Why do smaller wavelengths give more detailed images?

Answer 44

They allow the sound waves to diffract around smaller points of detail on the object that is being scanned.

Question 45

What is acoustic impedance?

Answer 45

The product of a sound wave’s density and the speed of sound in the medium.
Z = ρc
Unit: kg m⁻² s⁻¹

Question 46

Explain what happens when an ultrasound hits a boundary between two media.

Answer 46

A fraction of the wave’s energy/intensity is reflected and the rest is transmitted. The amount is dependent on the acoustic impedance of each medium.

Question 47

What is the reflection coefficient?

Answer 47

The ratio of the reflected intensity to the original intensity: Iᵣ / I₀

Question 48

How can you calculate the reflection coefficient using the impedances of two media?

Answer 48

Iᵣ/I₀ = (Z₂ - Z₁)² / (Z₂ + Z₁)²

Where Z₁ is the impedance of the first medium and Z₂ is the impedance of the incident medium.
This formula only applies when the ultrasound is incident on the boundary at 90º (angle of incidence = 0º)

Question 49

When Z₁ and Z₂ are very close, what happens?

Answer 49

Most of the energy/intensity is transmitted

Question 50

When Z₁ and Z₂ are very different, what happens??

Answer 50

Most of the energy/intensity is reflected

Question 51

How can reflection be minimised when using a transducer against a patient’s skin?

Answer 51

Since the impedances of air and skin are very different, most of the intensity would be reflected.
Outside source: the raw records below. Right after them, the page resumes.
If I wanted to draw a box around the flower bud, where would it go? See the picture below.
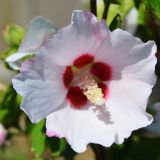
[3,25,25,46]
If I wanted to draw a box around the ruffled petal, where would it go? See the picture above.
[46,102,116,152]
[46,80,153,152]
[96,29,156,84]
[12,48,67,123]
[106,79,153,143]
[39,11,108,66]
[6,16,57,70]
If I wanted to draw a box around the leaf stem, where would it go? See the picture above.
[102,0,110,20]
[90,0,97,16]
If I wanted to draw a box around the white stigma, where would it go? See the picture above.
[80,75,105,105]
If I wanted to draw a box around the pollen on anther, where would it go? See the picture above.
[90,62,112,81]
[67,86,87,109]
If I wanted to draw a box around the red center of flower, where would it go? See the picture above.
[63,54,112,109]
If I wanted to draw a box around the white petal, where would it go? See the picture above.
[5,52,33,70]
[12,50,67,123]
[46,105,116,152]
[18,16,57,52]
[6,16,56,70]
[40,11,108,66]
[106,79,153,143]
[96,29,156,84]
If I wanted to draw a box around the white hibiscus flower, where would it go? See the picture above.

However, using an impedance matching gel between the transducer and the skin (that has a Z similar to skin) minimises reflection.

Question 52

Define the Doppler Effect.

Answer 52

When there is a change in frequency of a wave when it is reflected or emitted by a moving source.

Question 53

What is Doppler imaging?

Answer 53

A non-invasive technique to measure blood flow.

Question 54

Explain the process of Doppler imaging.

Answer 54

1. Ultrasound waves are sent into a blood vessel
2. The iron in the blood cells reflects the waves back to the transducer and the frequency is shifted depending on the direction and how fast the cells are moving

Question 55

Give the formula for the change in frequency of the ultrasound waves during Doppler imaging.

Answer 55

∆f = (2fvcosθ) / c

f = original frequency
v = speed of blood flow
θ = the angle between the probe and the direction of blood flow
c = the speed of ultrasound in blood.